Pour Ingrid Kragl, directrice de l’information de Foodwatch, il y a clairement infraction à la réglementation et tromperie des consommateurs. “Les entreprises ont dissimulé les procédés de filtration aux contrôleurs et se sont bien gardées de donner les informations aux consommateurs ou aux distributeurs. Ce qui leur a permis d’écouler leurs produits pourtant non conformes pendant des années à la fois en France, mais aussi probablement sur le marché intérieur européen.” L’association de lutte contre la fraude alimentaire a listé neuf infractions à la directive européenne sur les eaux minérales, au Code de la consommation et au Code de la santé publique. Parmi elles, on trouve l’utilisation de traitements qui modifient la composition de l’eau, la tromperie sur les qualités substantielles d’une marchandise ou encore l’absence de remontées d’informations vers le ministre chargé de la Santé. Selon Foodwatch, Bercy aurait été alerté de la situation au détour d’une réunion confidentielle par Nestlé Waters. Le ministère de la Santé n’aurait été alerté qu’à la suite de la dénonciation d’un salarié auprès de la DGCCRF. 

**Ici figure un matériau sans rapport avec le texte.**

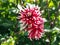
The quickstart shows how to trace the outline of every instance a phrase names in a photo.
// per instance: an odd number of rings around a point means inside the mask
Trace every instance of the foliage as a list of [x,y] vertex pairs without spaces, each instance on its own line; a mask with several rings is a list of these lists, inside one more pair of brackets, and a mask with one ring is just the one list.
[[[44,35],[39,40],[27,38],[21,23],[18,23],[18,4],[39,5],[47,21]],[[1,45],[60,45],[60,0],[0,0],[0,44]]]

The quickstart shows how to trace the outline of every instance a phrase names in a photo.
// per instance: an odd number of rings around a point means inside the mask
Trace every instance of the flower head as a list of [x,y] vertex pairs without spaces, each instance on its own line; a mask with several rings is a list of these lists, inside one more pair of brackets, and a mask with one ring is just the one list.
[[28,25],[28,27],[25,28],[28,31],[28,37],[30,39],[41,38],[44,29],[44,21],[38,7],[25,8],[21,10],[20,14],[21,21]]

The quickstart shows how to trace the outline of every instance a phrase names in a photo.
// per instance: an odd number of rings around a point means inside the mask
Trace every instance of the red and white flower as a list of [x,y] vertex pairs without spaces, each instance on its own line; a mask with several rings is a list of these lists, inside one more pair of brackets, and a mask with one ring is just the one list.
[[28,26],[25,28],[28,31],[28,37],[30,39],[41,38],[44,32],[44,21],[38,7],[25,8],[24,10],[21,10],[20,14],[20,20]]

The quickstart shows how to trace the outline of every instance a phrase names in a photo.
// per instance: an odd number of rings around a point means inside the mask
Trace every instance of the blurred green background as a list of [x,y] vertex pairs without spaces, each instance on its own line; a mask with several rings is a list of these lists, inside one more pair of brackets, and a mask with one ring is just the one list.
[[[27,38],[17,17],[17,5],[41,7],[45,18],[44,35],[39,40]],[[60,0],[0,0],[0,45],[60,45]]]

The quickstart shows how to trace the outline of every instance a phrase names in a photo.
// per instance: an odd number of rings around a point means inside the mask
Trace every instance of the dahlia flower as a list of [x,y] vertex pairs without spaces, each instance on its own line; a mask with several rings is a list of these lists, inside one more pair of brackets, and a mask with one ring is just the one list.
[[42,37],[44,30],[44,21],[41,16],[41,11],[37,6],[24,8],[20,12],[20,21],[27,24],[25,28],[28,31],[28,38],[39,39]]

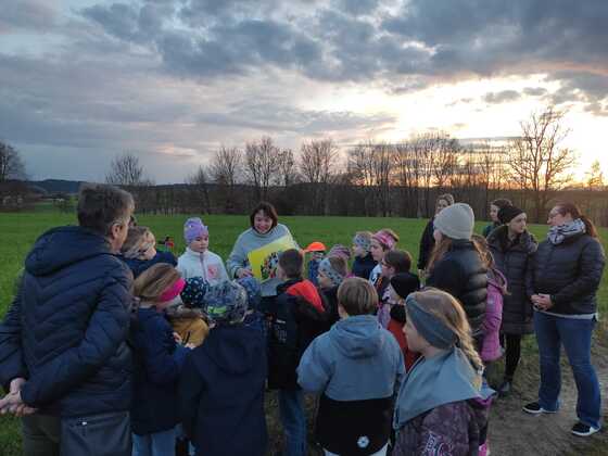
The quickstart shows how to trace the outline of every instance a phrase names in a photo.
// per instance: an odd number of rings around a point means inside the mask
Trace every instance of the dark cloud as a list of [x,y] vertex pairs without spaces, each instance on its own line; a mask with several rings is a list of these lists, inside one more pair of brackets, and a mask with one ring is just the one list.
[[521,93],[517,90],[503,90],[499,92],[489,92],[482,97],[482,100],[490,104],[508,103],[521,98]]

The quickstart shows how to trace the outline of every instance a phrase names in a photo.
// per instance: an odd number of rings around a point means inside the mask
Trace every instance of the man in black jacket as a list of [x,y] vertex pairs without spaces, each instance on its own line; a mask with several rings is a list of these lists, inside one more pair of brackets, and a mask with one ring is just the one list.
[[[132,197],[86,186],[79,226],[53,228],[25,261],[0,326],[0,409],[24,416],[25,454],[130,455],[132,275],[115,256]],[[34,414],[35,413],[35,414]]]

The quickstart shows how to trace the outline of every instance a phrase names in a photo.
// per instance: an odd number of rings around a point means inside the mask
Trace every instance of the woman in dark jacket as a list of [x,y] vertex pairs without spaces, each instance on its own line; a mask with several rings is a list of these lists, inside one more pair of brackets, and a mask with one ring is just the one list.
[[597,289],[606,263],[593,223],[571,203],[550,212],[547,239],[539,244],[533,266],[534,331],[541,362],[539,401],[523,407],[529,414],[555,413],[559,408],[560,349],[563,344],[579,397],[579,422],[572,433],[597,432],[601,398],[591,364],[592,332],[597,321]]
[[449,193],[440,194],[436,199],[435,215],[429,220],[422,232],[422,238],[420,238],[420,252],[418,253],[418,276],[420,277],[425,277],[423,271],[427,269],[431,253],[433,253],[433,248],[435,246],[433,220],[441,211],[452,204],[454,204],[454,197]]
[[507,395],[521,356],[521,339],[531,334],[532,328],[532,255],[539,243],[527,227],[525,213],[508,205],[498,211],[502,226],[487,238],[496,268],[505,275],[508,294],[503,297],[503,324],[501,343],[506,346],[505,379],[498,387],[501,395]]
[[426,284],[447,291],[463,304],[479,350],[483,342],[487,270],[471,241],[473,226],[473,211],[466,203],[456,203],[435,216],[436,245]]

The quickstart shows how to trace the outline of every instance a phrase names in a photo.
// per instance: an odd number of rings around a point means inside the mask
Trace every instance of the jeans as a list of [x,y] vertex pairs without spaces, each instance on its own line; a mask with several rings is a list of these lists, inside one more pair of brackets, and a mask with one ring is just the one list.
[[23,454],[59,456],[61,419],[49,415],[27,415],[21,419]]
[[539,403],[546,410],[559,408],[561,344],[568,355],[579,397],[577,416],[587,426],[599,428],[601,400],[595,369],[591,365],[591,335],[595,319],[573,319],[534,313],[534,331],[541,358],[541,388]]
[[132,456],[173,456],[175,455],[176,438],[175,428],[145,435],[134,433]]
[[306,456],[306,415],[302,390],[279,390],[279,410],[284,431],[284,456]]

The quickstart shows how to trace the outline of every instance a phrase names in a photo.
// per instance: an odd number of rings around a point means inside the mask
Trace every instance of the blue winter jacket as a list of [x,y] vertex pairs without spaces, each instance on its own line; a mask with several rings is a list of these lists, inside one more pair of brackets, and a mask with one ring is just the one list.
[[151,268],[155,264],[159,263],[167,263],[172,266],[177,266],[177,259],[175,255],[170,252],[156,252],[151,259],[138,259],[138,258],[125,258],[123,261],[127,264],[127,266],[131,269],[134,277],[137,279],[138,276],[143,273],[145,269]]
[[100,235],[80,227],[43,233],[0,326],[0,382],[26,377],[23,401],[45,414],[128,410],[131,282]]
[[175,342],[170,325],[155,308],[137,311],[137,322],[132,333],[132,431],[138,435],[145,435],[173,429],[179,422],[179,371],[189,350]]

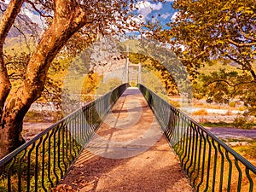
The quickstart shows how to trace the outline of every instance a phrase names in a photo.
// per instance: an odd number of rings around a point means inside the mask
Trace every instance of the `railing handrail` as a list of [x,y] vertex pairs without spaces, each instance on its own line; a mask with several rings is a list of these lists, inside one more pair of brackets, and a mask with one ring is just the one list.
[[[205,188],[204,191],[207,191],[210,187],[212,187],[212,189],[217,187],[215,181],[209,183],[210,175],[213,174],[214,178],[217,177],[217,170],[220,172],[218,178],[220,183],[218,186],[219,191],[223,189],[224,179],[225,183],[228,183],[227,191],[230,191],[231,187],[236,187],[231,186],[232,179],[237,181],[237,191],[241,191],[242,176],[248,181],[248,191],[253,191],[256,183],[255,175],[253,175],[256,174],[256,166],[184,112],[176,108],[144,85],[138,84],[138,87],[154,111],[170,145],[179,156],[181,165],[192,179],[191,183],[196,187],[196,191],[199,191],[201,187]],[[214,156],[211,157],[211,155]],[[219,160],[218,156],[220,157]],[[204,166],[206,162],[207,165]],[[224,168],[224,165],[226,163],[228,167]],[[243,171],[241,166],[244,168]],[[213,170],[210,170],[210,167]],[[221,172],[224,170],[229,172],[226,177],[224,177],[224,175],[227,172]],[[238,172],[237,178],[232,178],[232,172]]]
[[161,96],[158,96],[155,92],[152,91],[143,84],[140,84],[139,86],[143,86],[146,89],[148,89],[150,92],[157,96],[159,98],[162,99],[164,102],[166,102],[167,105],[170,105],[173,109],[180,113],[182,115],[185,116],[189,120],[195,124],[198,127],[200,127],[201,130],[203,130],[205,132],[207,132],[211,137],[212,137],[218,143],[219,143],[222,147],[224,147],[225,149],[227,149],[230,154],[232,154],[235,157],[239,159],[241,162],[242,162],[244,165],[246,165],[248,168],[251,169],[251,171],[256,174],[256,166],[254,166],[250,161],[248,161],[247,159],[245,159],[243,156],[241,156],[240,154],[236,152],[234,149],[232,149],[230,146],[228,146],[224,142],[220,140],[218,137],[217,137],[213,133],[212,133],[210,131],[206,129],[204,126],[200,125],[198,122],[196,122],[195,119],[193,119],[191,117],[189,117],[188,114],[186,114],[184,112],[180,110],[179,108],[175,108],[171,103],[167,102],[165,99],[163,99]]
[[23,150],[24,148],[27,148],[29,145],[32,144],[33,143],[35,143],[36,141],[39,140],[43,136],[44,136],[45,134],[47,134],[48,132],[49,132],[52,129],[54,129],[56,125],[61,124],[63,121],[65,121],[66,119],[67,119],[69,117],[71,117],[72,115],[73,115],[74,113],[76,113],[78,111],[86,108],[87,106],[90,105],[92,102],[96,102],[97,100],[99,100],[100,98],[104,97],[106,95],[109,94],[110,92],[113,92],[113,90],[114,90],[117,88],[113,88],[111,90],[109,90],[108,93],[105,93],[104,95],[102,95],[102,96],[96,98],[94,101],[91,101],[88,103],[86,103],[84,106],[81,107],[79,109],[76,109],[75,111],[72,112],[70,114],[67,115],[66,117],[62,118],[61,120],[59,120],[58,122],[53,124],[52,125],[50,125],[49,127],[46,128],[45,130],[44,130],[42,132],[40,132],[39,134],[38,134],[37,136],[35,136],[33,138],[32,138],[31,140],[29,140],[28,142],[25,143],[24,144],[22,144],[21,146],[20,146],[19,148],[17,148],[16,149],[15,149],[14,151],[12,151],[11,153],[9,153],[9,154],[7,154],[6,156],[4,156],[3,158],[2,158],[0,160],[0,166],[3,164],[5,164],[6,162],[9,161],[13,156],[18,154],[20,153],[20,150]]
[[[28,191],[32,189],[38,191],[39,188],[49,191],[63,177],[128,86],[129,84],[123,84],[86,103],[1,159],[0,185],[4,183],[5,186],[1,185],[0,190],[3,187],[8,191],[23,191],[21,182],[25,182]],[[35,159],[32,159],[32,154]],[[21,171],[21,165],[27,168]],[[17,167],[20,168],[17,170]],[[12,177],[15,177],[15,174],[19,177],[13,183]],[[38,182],[39,174],[41,177]],[[32,186],[31,182],[35,184]]]

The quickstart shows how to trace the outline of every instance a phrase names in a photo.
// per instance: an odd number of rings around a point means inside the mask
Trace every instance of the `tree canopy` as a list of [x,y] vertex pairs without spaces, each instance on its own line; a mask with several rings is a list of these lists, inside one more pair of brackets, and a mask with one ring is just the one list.
[[[167,27],[153,37],[167,43],[196,79],[194,91],[208,102],[237,98],[255,111],[256,3],[254,0],[176,0],[177,13]],[[206,63],[235,66],[237,70],[199,75]]]
[[[137,1],[9,2],[0,20],[0,158],[24,143],[21,136],[22,120],[32,103],[41,96],[50,64],[61,49],[66,44],[68,46],[64,51],[73,47],[72,44],[67,44],[72,38],[95,39],[98,34],[113,35],[129,29],[131,26],[134,28],[136,22],[128,19],[135,2]],[[20,85],[13,90],[4,59],[3,44],[24,3],[31,5],[33,11],[47,18],[47,26],[35,50],[27,55],[24,78],[20,79]],[[80,35],[75,36],[78,32],[80,32]]]
[[204,61],[233,61],[256,80],[256,4],[254,0],[176,0],[171,29],[154,35],[173,45],[190,74]]

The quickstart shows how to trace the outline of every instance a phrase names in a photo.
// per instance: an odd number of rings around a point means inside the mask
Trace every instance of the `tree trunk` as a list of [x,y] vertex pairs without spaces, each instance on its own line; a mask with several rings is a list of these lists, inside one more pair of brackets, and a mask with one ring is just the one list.
[[[58,9],[49,28],[32,55],[24,84],[5,105],[0,127],[0,159],[24,143],[22,121],[32,103],[41,95],[50,62],[72,35],[85,24],[85,15],[75,1],[55,1]],[[57,4],[58,3],[58,4]]]
[[15,18],[20,10],[23,2],[23,0],[10,1],[0,22],[0,119],[3,111],[6,98],[11,88],[11,84],[8,77],[8,73],[3,60],[3,45],[9,31],[13,26]]

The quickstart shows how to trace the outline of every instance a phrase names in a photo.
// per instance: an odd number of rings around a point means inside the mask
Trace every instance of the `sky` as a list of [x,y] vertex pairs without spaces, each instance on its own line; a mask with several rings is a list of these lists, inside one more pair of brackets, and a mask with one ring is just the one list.
[[165,3],[154,3],[154,1],[140,1],[134,6],[137,17],[141,15],[142,21],[147,20],[158,20],[162,23],[168,22],[175,15],[175,10],[172,8],[173,0],[166,0]]
[[[175,10],[172,8],[173,0],[166,0],[165,3],[157,2],[154,3],[153,0],[143,0],[138,1],[134,4],[133,13],[135,16],[133,20],[137,22],[144,22],[145,20],[160,20],[161,23],[168,22],[172,16],[175,16]],[[9,3],[9,0],[5,0],[5,3]],[[21,13],[26,15],[32,21],[38,24],[39,26],[43,27],[44,22],[38,14],[32,11],[31,6],[26,3],[23,6]]]

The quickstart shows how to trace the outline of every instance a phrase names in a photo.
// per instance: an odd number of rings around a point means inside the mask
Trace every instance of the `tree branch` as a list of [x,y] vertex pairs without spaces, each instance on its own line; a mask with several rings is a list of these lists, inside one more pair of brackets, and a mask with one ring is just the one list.
[[252,36],[249,36],[249,35],[247,35],[247,34],[246,34],[245,32],[244,32],[244,31],[241,29],[241,26],[239,25],[239,23],[238,23],[238,20],[239,19],[238,19],[238,15],[236,15],[236,27],[239,29],[239,31],[240,31],[240,32],[241,32],[241,34],[242,34],[243,35],[243,37],[244,38],[247,38],[247,39],[250,39],[250,40],[252,40],[252,41],[256,41],[256,38],[253,38]]
[[32,6],[32,8],[35,9],[35,11],[37,11],[40,15],[40,16],[53,18],[53,16],[51,16],[51,15],[43,14],[42,11],[40,11],[38,9],[37,9],[37,7],[34,4],[34,3],[31,2],[30,0],[25,0],[25,2],[26,2],[29,4],[31,4]]
[[253,45],[256,45],[256,42],[253,43],[237,43],[236,41],[233,41],[232,39],[229,38],[227,39],[228,42],[230,42],[231,44],[234,44],[237,47],[252,47]]

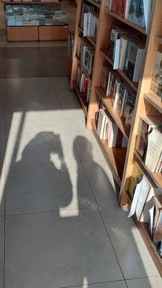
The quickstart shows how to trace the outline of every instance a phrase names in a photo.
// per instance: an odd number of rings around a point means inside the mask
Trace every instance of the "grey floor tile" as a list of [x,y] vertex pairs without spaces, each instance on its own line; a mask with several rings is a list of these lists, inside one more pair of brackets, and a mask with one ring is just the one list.
[[53,110],[60,109],[55,92],[7,93],[7,110]]
[[98,206],[118,206],[117,188],[106,162],[83,162],[83,166]]
[[161,288],[162,287],[161,277],[150,277],[141,279],[132,279],[126,281],[128,288]]
[[7,133],[25,134],[69,131],[60,110],[7,112]]
[[81,109],[64,109],[62,112],[70,131],[86,130],[86,118]]
[[101,208],[108,233],[126,279],[159,276],[139,232],[128,211]]
[[51,77],[51,82],[56,91],[69,90],[69,80],[67,77]]
[[7,217],[5,288],[58,288],[123,280],[96,209]]
[[0,111],[5,111],[5,93],[0,93]]
[[[86,277],[83,281],[86,283]],[[109,282],[106,283],[99,283],[99,284],[91,284],[87,286],[86,284],[82,285],[82,286],[73,286],[72,287],[68,288],[127,288],[125,281],[116,281]]]
[[4,218],[0,217],[0,287],[3,287]]
[[93,132],[71,131],[71,133],[82,162],[104,161]]
[[6,80],[7,92],[53,91],[48,78],[11,78]]
[[6,214],[96,207],[80,163],[11,168],[5,195]]
[[69,131],[9,135],[6,166],[49,164],[51,162],[80,162]]
[[5,79],[0,79],[1,93],[5,93]]
[[80,110],[80,104],[76,98],[74,92],[67,90],[66,91],[56,91],[58,101],[62,109],[67,110],[67,112],[76,109]]

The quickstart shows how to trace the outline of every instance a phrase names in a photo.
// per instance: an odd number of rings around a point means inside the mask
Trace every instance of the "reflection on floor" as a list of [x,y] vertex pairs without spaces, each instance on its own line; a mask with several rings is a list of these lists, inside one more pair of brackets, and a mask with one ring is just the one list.
[[160,287],[69,91],[66,49],[0,49],[0,287]]

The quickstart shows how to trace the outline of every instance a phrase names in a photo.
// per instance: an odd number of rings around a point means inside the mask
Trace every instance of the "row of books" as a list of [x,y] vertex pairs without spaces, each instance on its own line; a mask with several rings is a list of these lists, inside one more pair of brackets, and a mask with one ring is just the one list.
[[86,100],[86,102],[89,102],[91,81],[88,78],[85,74],[81,70],[80,67],[78,67],[77,70],[77,86],[81,94],[83,100]]
[[162,52],[158,51],[150,87],[150,94],[162,102]]
[[106,0],[105,8],[146,28],[148,32],[153,0]]
[[[140,39],[140,40],[139,40]],[[113,69],[120,69],[133,82],[139,82],[143,67],[145,41],[138,33],[113,25],[111,32],[109,56],[113,60]]]
[[[86,3],[82,3],[82,14],[81,14],[81,20],[80,20],[80,27],[82,29],[84,29],[84,30],[85,31],[85,27],[84,27],[84,26],[86,27],[85,25],[85,23],[84,22],[84,14],[88,14],[88,12],[91,12],[91,14],[92,14],[93,13],[95,14],[95,15],[96,15],[96,14],[99,14],[100,12],[100,9],[95,6],[94,6],[93,5],[90,5]],[[86,15],[86,18],[88,15]],[[91,17],[91,15],[90,16]],[[87,23],[88,24],[88,23]],[[86,36],[86,35],[85,35]]]
[[98,13],[84,13],[83,36],[88,36],[96,41],[98,27]]
[[128,194],[132,201],[129,216],[148,223],[150,239],[162,256],[162,195],[140,164],[135,161]]
[[82,63],[83,68],[91,76],[93,73],[95,48],[84,37],[80,37],[78,41],[78,56]]
[[106,140],[108,147],[128,146],[127,140],[124,137],[116,122],[110,115],[108,115],[101,100],[99,102],[99,110],[96,115],[96,120],[97,121],[97,132],[98,136],[101,140]]
[[111,100],[114,110],[123,118],[126,126],[130,128],[136,101],[136,93],[131,87],[119,78],[108,64],[104,63],[102,68],[100,86]]
[[151,172],[162,173],[161,114],[141,115],[135,148]]
[[8,26],[64,25],[67,15],[58,8],[41,5],[7,5]]

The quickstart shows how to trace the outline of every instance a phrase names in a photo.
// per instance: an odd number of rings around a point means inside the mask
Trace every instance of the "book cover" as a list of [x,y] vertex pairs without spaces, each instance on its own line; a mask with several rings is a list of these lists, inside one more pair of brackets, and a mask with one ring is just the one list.
[[136,186],[141,182],[143,175],[143,172],[142,171],[140,166],[137,162],[135,161],[128,191],[128,194],[131,199],[133,197]]
[[160,51],[157,53],[152,78],[159,85],[158,88],[161,91],[162,86],[162,52]]
[[156,163],[159,159],[162,149],[162,133],[156,128],[148,136],[148,148],[146,155],[145,164],[153,172]]
[[145,15],[143,0],[131,0],[127,19],[137,25],[145,27]]

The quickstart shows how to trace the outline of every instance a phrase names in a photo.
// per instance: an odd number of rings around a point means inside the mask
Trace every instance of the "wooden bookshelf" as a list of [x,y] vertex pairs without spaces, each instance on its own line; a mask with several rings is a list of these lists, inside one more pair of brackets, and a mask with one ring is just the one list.
[[[77,47],[79,38],[82,34],[82,30],[80,28],[80,19],[82,14],[82,5],[85,0],[81,0],[78,3],[76,38],[74,43],[74,55],[77,55]],[[138,125],[140,115],[141,114],[157,115],[162,113],[162,103],[155,97],[150,93],[152,76],[154,70],[154,65],[158,49],[161,50],[162,44],[162,10],[161,0],[154,0],[154,5],[152,8],[149,31],[146,30],[136,24],[124,19],[116,14],[105,9],[105,0],[101,3],[96,3],[93,1],[86,1],[86,3],[93,4],[100,8],[99,23],[97,27],[97,39],[95,43],[92,39],[86,37],[95,47],[95,59],[91,79],[91,91],[90,95],[89,104],[87,108],[86,129],[93,131],[98,144],[103,153],[106,162],[111,169],[112,174],[120,189],[119,202],[121,206],[130,206],[130,200],[128,197],[131,175],[135,159],[138,159],[143,169],[148,173],[156,185],[161,190],[162,179],[159,173],[152,173],[145,166],[144,163],[135,151],[135,142],[138,133]],[[127,76],[126,73],[119,69],[115,70],[119,77],[126,83],[130,85],[137,94],[136,103],[132,119],[131,129],[128,129],[124,119],[121,118],[117,111],[114,111],[110,99],[106,96],[106,91],[100,87],[100,76],[103,62],[109,63],[113,67],[113,61],[108,56],[108,45],[110,36],[113,24],[119,23],[124,27],[128,27],[132,30],[132,33],[138,32],[141,38],[146,38],[146,49],[143,61],[143,67],[141,71],[140,81],[134,82]],[[158,36],[157,36],[158,35]],[[94,42],[94,41],[93,41]],[[71,88],[75,87],[76,81],[77,69],[82,63],[77,57],[74,57],[72,65]],[[82,68],[83,69],[83,68]],[[84,71],[84,69],[83,69]],[[95,121],[96,111],[98,108],[99,100],[101,99],[108,114],[110,114],[120,129],[124,137],[128,140],[127,148],[108,147],[106,140],[100,139],[97,132],[97,123]],[[83,107],[84,105],[82,104]],[[83,107],[84,109],[84,107]],[[146,242],[146,244],[162,276],[161,259],[158,254],[155,247],[152,244],[146,224],[141,223],[135,219],[135,223]]]

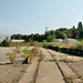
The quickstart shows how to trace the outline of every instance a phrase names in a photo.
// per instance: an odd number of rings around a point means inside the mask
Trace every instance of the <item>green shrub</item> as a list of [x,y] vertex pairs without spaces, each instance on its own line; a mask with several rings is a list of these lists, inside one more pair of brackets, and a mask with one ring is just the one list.
[[10,41],[3,40],[1,44],[2,46],[10,46]]
[[74,45],[75,49],[83,50],[83,40]]
[[11,64],[13,64],[15,62],[15,55],[17,55],[15,53],[9,53],[8,59],[10,59]]

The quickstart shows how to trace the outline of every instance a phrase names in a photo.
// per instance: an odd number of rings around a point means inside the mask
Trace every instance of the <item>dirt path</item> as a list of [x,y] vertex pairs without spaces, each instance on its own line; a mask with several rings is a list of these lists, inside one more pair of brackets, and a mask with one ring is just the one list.
[[41,51],[44,59],[40,63],[35,83],[65,83],[58,65],[52,62],[52,55],[45,49]]

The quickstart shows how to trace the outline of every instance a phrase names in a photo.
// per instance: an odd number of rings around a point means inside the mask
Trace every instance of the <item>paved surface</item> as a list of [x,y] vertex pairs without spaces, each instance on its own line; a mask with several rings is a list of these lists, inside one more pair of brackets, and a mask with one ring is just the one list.
[[32,83],[32,77],[37,69],[37,65],[38,65],[38,59],[35,58],[32,64],[27,69],[27,72],[23,74],[19,83]]
[[65,83],[58,65],[51,62],[53,60],[51,54],[45,49],[41,49],[41,51],[44,59],[40,63],[35,83]]

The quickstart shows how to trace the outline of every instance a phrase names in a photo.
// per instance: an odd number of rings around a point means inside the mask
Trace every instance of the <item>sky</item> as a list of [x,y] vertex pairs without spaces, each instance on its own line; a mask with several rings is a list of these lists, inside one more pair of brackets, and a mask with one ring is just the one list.
[[80,21],[83,0],[0,0],[0,34],[44,33]]

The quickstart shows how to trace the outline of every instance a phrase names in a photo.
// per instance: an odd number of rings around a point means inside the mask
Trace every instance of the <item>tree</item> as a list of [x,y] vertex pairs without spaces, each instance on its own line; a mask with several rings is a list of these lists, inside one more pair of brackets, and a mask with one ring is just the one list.
[[79,24],[77,24],[77,30],[80,30],[80,31],[82,31],[82,30],[83,30],[82,22],[79,22]]

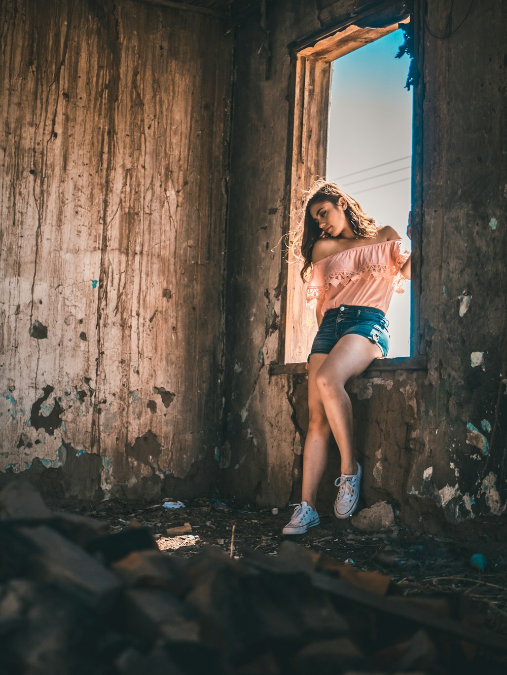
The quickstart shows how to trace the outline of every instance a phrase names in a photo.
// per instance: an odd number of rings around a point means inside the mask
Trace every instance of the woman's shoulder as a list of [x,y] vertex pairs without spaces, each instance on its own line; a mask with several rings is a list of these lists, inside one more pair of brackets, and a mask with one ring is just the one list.
[[390,242],[393,239],[401,239],[394,227],[392,227],[390,225],[381,227],[377,233],[377,236],[379,242]]
[[317,239],[313,244],[312,249],[312,263],[318,263],[319,260],[327,258],[328,256],[338,253],[340,248],[337,246],[337,241],[331,237],[329,238]]

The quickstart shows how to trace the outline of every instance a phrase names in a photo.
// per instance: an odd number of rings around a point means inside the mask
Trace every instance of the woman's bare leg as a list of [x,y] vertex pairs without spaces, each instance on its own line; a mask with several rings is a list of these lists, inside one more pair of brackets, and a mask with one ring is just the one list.
[[327,354],[313,354],[308,371],[308,407],[310,423],[303,451],[303,485],[302,502],[315,508],[319,483],[327,464],[331,441],[331,428],[325,416],[315,375],[327,358]]
[[340,449],[342,473],[355,474],[357,471],[352,447],[352,404],[345,391],[345,385],[351,378],[361,375],[381,354],[380,348],[367,338],[353,334],[344,335],[315,376],[315,385],[325,417]]

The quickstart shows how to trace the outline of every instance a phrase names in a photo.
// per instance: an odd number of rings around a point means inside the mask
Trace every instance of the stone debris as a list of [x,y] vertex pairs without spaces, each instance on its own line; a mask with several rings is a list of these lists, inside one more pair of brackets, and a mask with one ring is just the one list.
[[396,524],[394,511],[387,502],[377,502],[352,516],[352,523],[363,532],[380,532]]
[[3,675],[505,671],[507,639],[457,593],[408,598],[293,541],[165,554],[147,528],[68,518],[22,481],[0,504]]

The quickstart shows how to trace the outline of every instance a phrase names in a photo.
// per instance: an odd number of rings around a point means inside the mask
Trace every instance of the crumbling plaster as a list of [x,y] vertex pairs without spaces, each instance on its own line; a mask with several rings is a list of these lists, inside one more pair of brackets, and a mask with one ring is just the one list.
[[231,36],[128,0],[0,18],[0,469],[87,500],[209,489]]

L’association a également sonné l’Union européenne. Le 19 février dernier, elle a expédié une lettre à Stella Kyriakides, la Commissaire européenne à la Santé et la Sécurité alimentaire pour lui demander quelle serait sa réponse à la fraude, lui réclamer un audit et une communication aux citoyens européens sur le sujet. Elle met en cause le gouvernement français, “au courant de la fraude au moins depuis 2021”, mais qui n’a pas jugé utile d’informer les citoyen·nes ou les autres États membres, selon les informations de Foodwatch.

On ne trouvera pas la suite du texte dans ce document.